Выбрать главу

Есть формы жизни, выживающие под немыслимым давлением: так выживает абсурд, так существует в нэповской России гротеск «Столбцов» и возникают мистерии Введенского, в которых все о смерти, — но лирическая поэзия в этом мире гибнет, и Маяковский перестал писать лирику вовсе не потому, что избрал не тот путь. Можно было любить советскую власть, а можно — ненавидеть, поэзия дышит, где хочет, она может вдохновляться коммунистическими утопиями, а может — утопией отдельного, частного существования, и вообще убеждения поэта играют тут последнюю роль. В атмосфере постоянного страха и унижения лирика не существует, и Маяковский здесь — лишь один из многих. Писать он не может исключительно потому, что каждый день приходят сообщения о новых арестах, посадках, публичных судах, разоблачениях, ограничениях — словом, обо всем том, что Маяковский ненавидит особенно глубоко и страстно, обо всем, чего он не переносит органически. Сказав Катаняну в марте 1930 года о том, что самое страшное в мире — судить и быть судимым, он выразил то, что составляет основу, тайную суть его личности, и в этом-то смысле он и остается поэтом прежде всего. Он может сколько угодно призывать к уничтожению врагов советской власти и даже лично участвовать в травле, как было в истории с Пильняком и Замятиным; он может писать гневные и довольно фальшивые тексты вроде «Господина народного артиста», но сами расправы — теперь уже физические — никогда не представлялись ему нормальным стилем государственного управления. Война — ладно, война все списывает, в войне рискуют обе стороны; но когда рядом с тобой постоянно работает государственный пресс, уничтожающий беззащитных и бесправных, — жизнь становится невозможна, а сама мысль о творчестве кощунственна.

Маяковский не перестал верить в советскую власть — думаю, до конца; но ему стало нечем дышать. Он еще не связывает это напрямую с теми идеями, которые десять лет так самоубийственно защищал, но не может не видеть, что к десятилетнему своему юбилею эта революция, которая была единственным смыслом его жизни, пришла совершенно переродившейся.
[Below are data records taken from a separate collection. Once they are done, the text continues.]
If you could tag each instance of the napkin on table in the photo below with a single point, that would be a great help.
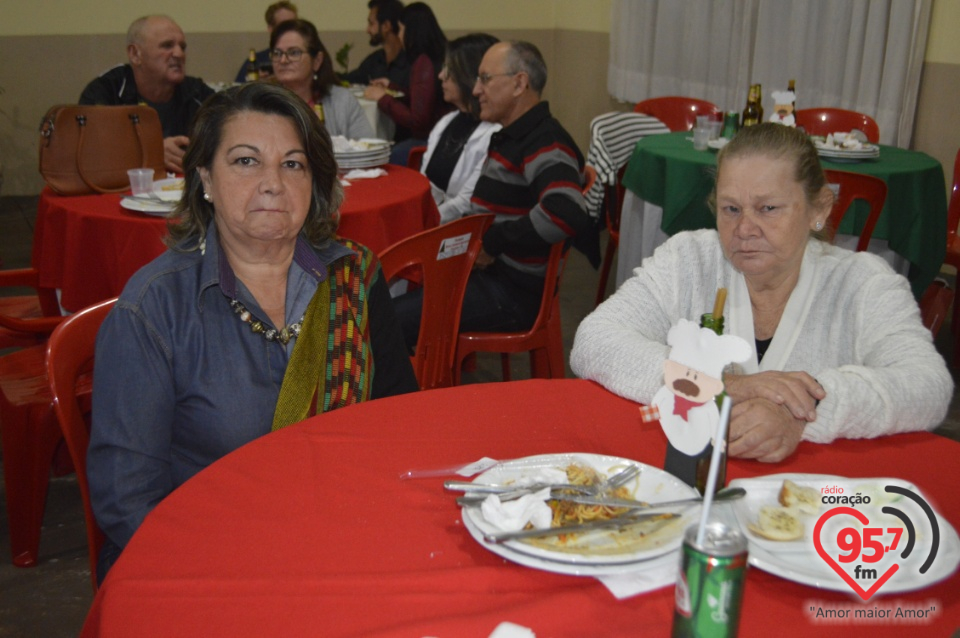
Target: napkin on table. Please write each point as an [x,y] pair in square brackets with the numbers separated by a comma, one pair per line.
[364,173]
[512,516]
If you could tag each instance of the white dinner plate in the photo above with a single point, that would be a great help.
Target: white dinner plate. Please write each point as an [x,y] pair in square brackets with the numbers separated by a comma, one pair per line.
[169,190]
[560,566]
[598,548]
[799,560]
[150,207]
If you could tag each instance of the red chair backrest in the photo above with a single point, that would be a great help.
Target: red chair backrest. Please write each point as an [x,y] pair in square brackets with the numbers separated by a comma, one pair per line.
[823,121]
[678,113]
[415,158]
[853,186]
[444,281]
[70,354]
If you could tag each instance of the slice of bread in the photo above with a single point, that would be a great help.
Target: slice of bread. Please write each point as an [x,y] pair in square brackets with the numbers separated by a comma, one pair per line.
[777,524]
[805,499]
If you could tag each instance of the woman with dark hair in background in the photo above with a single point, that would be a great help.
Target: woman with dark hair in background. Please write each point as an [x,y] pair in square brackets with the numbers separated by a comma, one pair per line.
[302,64]
[422,104]
[458,143]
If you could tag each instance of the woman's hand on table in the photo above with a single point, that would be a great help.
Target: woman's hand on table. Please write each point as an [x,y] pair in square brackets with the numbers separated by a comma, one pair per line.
[763,430]
[174,149]
[796,391]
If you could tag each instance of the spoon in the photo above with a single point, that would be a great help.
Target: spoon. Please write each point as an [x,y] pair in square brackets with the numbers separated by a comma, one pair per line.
[726,494]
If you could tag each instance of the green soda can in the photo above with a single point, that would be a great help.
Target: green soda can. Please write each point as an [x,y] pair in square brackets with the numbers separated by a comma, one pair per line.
[710,585]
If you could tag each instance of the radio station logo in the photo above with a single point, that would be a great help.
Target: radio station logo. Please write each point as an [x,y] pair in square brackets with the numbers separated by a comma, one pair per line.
[867,543]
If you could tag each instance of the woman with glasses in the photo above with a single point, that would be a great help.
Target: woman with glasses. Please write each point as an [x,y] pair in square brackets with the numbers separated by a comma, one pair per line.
[301,63]
[458,143]
[422,105]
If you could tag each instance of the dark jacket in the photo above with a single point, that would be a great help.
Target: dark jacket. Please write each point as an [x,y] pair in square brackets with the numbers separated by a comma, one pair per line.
[117,87]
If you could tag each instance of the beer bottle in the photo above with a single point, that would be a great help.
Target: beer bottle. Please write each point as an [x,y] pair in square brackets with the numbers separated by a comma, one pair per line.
[707,320]
[751,113]
[252,73]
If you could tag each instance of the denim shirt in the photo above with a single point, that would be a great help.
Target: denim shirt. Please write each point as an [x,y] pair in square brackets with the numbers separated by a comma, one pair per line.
[180,380]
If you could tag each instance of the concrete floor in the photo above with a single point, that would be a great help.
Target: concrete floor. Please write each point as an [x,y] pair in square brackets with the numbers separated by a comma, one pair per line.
[52,599]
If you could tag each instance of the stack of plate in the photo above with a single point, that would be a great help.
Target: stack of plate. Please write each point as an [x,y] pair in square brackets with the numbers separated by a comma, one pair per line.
[363,153]
[839,154]
[596,554]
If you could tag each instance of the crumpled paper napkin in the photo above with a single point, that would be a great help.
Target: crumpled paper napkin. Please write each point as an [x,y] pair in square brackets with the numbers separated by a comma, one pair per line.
[655,574]
[364,173]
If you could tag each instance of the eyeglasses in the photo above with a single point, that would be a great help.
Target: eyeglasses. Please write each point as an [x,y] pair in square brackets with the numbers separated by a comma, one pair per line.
[293,55]
[484,78]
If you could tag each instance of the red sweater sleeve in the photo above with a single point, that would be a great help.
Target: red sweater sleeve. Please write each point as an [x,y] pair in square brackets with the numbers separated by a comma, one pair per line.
[420,114]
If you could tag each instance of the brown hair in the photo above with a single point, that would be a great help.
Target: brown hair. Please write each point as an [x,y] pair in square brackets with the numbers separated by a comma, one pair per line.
[324,77]
[774,140]
[193,214]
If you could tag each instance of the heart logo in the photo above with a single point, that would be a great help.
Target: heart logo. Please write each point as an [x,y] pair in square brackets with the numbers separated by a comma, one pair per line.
[860,516]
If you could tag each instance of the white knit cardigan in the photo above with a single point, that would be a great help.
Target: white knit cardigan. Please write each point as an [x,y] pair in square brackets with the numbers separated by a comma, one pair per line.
[851,322]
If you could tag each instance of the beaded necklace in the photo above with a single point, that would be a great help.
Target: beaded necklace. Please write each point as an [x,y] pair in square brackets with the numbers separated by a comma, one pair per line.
[258,327]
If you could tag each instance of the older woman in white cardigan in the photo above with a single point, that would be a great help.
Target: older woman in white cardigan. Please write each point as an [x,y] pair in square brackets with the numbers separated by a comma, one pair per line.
[840,351]
[457,146]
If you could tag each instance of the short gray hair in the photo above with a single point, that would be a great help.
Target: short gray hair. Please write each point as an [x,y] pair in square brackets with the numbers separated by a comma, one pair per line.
[526,57]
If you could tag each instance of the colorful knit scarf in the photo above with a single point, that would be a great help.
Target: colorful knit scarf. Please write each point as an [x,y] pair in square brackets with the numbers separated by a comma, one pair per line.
[331,365]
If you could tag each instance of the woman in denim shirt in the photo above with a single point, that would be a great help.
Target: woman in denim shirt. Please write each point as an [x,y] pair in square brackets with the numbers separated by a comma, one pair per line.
[255,318]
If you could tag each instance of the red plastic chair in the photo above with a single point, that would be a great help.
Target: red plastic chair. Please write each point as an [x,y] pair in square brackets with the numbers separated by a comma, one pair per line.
[444,282]
[70,364]
[415,158]
[857,186]
[825,120]
[544,340]
[934,306]
[29,435]
[611,209]
[26,320]
[678,113]
[953,250]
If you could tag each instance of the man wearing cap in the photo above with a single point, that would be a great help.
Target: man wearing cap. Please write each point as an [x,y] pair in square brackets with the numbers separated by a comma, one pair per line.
[155,76]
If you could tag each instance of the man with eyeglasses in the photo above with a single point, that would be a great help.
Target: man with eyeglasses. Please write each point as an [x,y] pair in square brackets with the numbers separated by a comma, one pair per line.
[156,76]
[531,179]
[390,61]
[275,14]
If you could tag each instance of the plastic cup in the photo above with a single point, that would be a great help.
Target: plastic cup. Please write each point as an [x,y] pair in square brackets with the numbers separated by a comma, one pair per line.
[715,127]
[141,180]
[700,138]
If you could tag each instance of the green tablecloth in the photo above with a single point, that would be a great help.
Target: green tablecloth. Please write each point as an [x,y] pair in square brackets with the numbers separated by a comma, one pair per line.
[665,170]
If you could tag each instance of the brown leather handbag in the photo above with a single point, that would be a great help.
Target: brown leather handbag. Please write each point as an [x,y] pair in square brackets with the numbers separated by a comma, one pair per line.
[88,149]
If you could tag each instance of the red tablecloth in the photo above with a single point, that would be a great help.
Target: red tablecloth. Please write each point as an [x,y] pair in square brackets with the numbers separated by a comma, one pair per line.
[310,531]
[89,246]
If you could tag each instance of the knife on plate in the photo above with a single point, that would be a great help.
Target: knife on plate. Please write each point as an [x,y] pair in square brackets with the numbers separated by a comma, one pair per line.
[612,523]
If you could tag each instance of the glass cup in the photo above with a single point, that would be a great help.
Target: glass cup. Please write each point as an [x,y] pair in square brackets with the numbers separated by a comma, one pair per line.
[700,138]
[141,180]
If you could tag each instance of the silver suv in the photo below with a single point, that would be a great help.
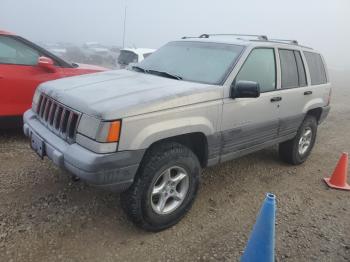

Ошибкой и непростительным упрощением было бы думать, что советская власть с самого своего рождения не занималась ничем, кроме репрессий; еще большая ошибка — думать, что репрессивный уклон начался с «года великого перелома», проклятого двадцать девятого. Главным содержанием всей второй половины двадцатых были именно расправы, суды, поиск новых врагов, — в сущности, утопия кончилась уже при появлении нэпа, но нэп позволял хотя бы дышать. После двадцать пятого дышать все труднее; насквозь проюбилеенный двадцать седьмой — год окончательного прощания с иллюзиями. Все попытки оправдать происходящее ни к чему не приводят, как бессмысленно во время дождя кричать о благотворности холодных обливаний: все равно мокро. Маяковский не может писать потому, что не может дышать. Истинное его завещание — не мертвый, жестяной «Во весь голос», а «Хорошо». И смысл названия этой поэмы совершенно очевиден — ведь первоначально Маяковский назвал ее «Октябрь», но потом выбрал другое название с другим смыслом. «Хорошо» — предсмертное благословение Блока, о чем Маяковский писал в некрологе: «Мы дошли до Детского подъезда. Спрашиваю: „Нравится?“ — „Хорошо“, — сказал Блок, а потом прибавил: „У меня в деревне библиотеку сожгли“».

Поэма Маяковского — такое же предсмертное «Хорошо», сказанное у Детского подъезда. Только не «библиотеку сожгли», а революцию убили, а так — все хорошо.

Аналогий и параллелей с «Двенадцатью» тут множество, но главная — амбивалентное отношение к эпохе, в которой прекрасное сочетается со зверским. Никогда, нигде больше Маяковский не был так откровенен в описании собственной трагедии: «Хорошо» — поэма жестокая, в ней славословия революции, — немногочисленные, кстати, и не слишком громкие, — сочетаются с редким по объективности рассказом о жестокости и мрачности эпохи. Больше того: в ней есть и тоска по «сожженным библиотекам», и предсмертное благословение новым временам, в которых автор уже себя не видит; девятнадцатая главка в этом смысле, пожалуй, лишняя, но образцовая ее фальшь показательна; да, таков голос новой эпохи.